On being a childless mother

It’s been 4 years since my son died, and I never expected to still be childless.

Having kids was never part of my plan. I said from the time I was little I never wanted biological children, and this is something I stuck to in my growing up years. I’ve heard it said wanting your child and wanting a pregnancy are not the same thing, and I feel this strongly. While I have always had a strong desire to mother and nurture, I’ve never had a strong desire to be pregnant. I know people who are the opposite, who from the time they were little dreamed of being pregnant and having babies, and that was never me. Partly because I knew the reality of my own body, and that even if I did get pregnant it wouldn’t be the idyllic pregnancy one dreams of. I also don’t have the strong attachment to biology and having a child that shared my genetic material that I know other people have.

And then I got pregnant, and I describe it as the biggest shock in the world. Not just because it was unplanned but because being a biological parent wasn’t something I’d ever dreamed of. And while I wanted my son, I also knew the reality of what pregnancy would do and was doing to my body, and to him. Being Paris’ mom is the greatest gift in the world, and that didn’t change when he died. I still have a pregnancy story, a birth story, I’m still a mother. And his life and death opened me up to a whole new side of motherhood I didn’t even know existed. Being a mother doesn’t stop when there is no living child to mother.

This last week, I attended a childless summit. People who were childless by choice, or by circumstance, in conversations tailored to those without living children. The grief, the joy, the reality of existing in a world where parenting and the traditional framing of parenthood is held up as the ideal. And I realized sitting in those discussions, listening to other people share their stories about not having children or pursuing motherhood in the bioloical sense, that I needed to hear these stories. I needed to acknowledge again, the fact that I thought I would have a living child by now, and that even though I don’t I’m still a mother.

When you’re handed an infertility diagnosis, or a pregnancy loss, society seems to approach it as “Oh you got pregnant once, you’ll do it again.” ‘At least you have your other kids.” “You could just adopt.”

None of these are helpful (and this post isn’t even going to begin getting into the misguided idea that adoption is a solution for infertility).

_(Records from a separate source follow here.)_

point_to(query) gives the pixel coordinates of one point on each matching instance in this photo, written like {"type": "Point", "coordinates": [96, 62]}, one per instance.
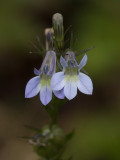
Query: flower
{"type": "Point", "coordinates": [71, 78]}
{"type": "Point", "coordinates": [41, 82]}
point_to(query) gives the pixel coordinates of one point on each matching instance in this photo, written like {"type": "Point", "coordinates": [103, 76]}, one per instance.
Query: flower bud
{"type": "Point", "coordinates": [58, 29]}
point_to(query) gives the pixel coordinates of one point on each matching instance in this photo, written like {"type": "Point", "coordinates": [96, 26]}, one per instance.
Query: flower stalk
{"type": "Point", "coordinates": [50, 141]}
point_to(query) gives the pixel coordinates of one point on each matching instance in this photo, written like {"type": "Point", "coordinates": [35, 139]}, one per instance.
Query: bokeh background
{"type": "Point", "coordinates": [96, 118]}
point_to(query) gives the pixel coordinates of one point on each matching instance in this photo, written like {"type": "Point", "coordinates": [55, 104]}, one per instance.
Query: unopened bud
{"type": "Point", "coordinates": [58, 29]}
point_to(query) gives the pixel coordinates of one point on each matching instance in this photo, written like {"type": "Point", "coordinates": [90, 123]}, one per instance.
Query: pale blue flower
{"type": "Point", "coordinates": [41, 82]}
{"type": "Point", "coordinates": [71, 77]}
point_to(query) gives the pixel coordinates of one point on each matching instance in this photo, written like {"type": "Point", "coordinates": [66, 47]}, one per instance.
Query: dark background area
{"type": "Point", "coordinates": [96, 118]}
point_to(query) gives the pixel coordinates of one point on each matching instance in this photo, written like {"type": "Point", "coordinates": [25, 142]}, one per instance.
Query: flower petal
{"type": "Point", "coordinates": [59, 94]}
{"type": "Point", "coordinates": [63, 62]}
{"type": "Point", "coordinates": [85, 84]}
{"type": "Point", "coordinates": [57, 81]}
{"type": "Point", "coordinates": [83, 62]}
{"type": "Point", "coordinates": [45, 95]}
{"type": "Point", "coordinates": [32, 87]}
{"type": "Point", "coordinates": [36, 72]}
{"type": "Point", "coordinates": [70, 89]}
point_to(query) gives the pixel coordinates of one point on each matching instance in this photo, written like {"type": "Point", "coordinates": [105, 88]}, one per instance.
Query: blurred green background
{"type": "Point", "coordinates": [96, 118]}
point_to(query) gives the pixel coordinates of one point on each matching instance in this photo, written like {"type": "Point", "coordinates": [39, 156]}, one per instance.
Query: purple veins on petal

I’ve come to the conclusion that society wants people to get pregnant again after loss, they want them to “just adopt” and it has to do with the fact that we are so uncomfortable with grief. And this grief, it overlaps with what most consider one of the most joyous times in a person’s life.

A friend announced her pregnancy a few months ago, and I hid in the bathroom and sobbed. Not because I wasn’t happy for her, but because I was sad for me.

4 years ago Paris was born, and ripped wide open everything I thought I knew about motherhood. It’s not as black and white as it once seemed. I thought I couldn’t survive the first year without trying for a living baby, but I did. I survived, and I kept surviving. The ache in my chest of missing my son will never go away. I am proud to be Paris’ mom.

So I didn’t expect I’d still be without a living child at this point. Not having a living child in no way makes me less of a mother. And not having a child at home doesn’t mean I live any less of a full life, that I know any less love.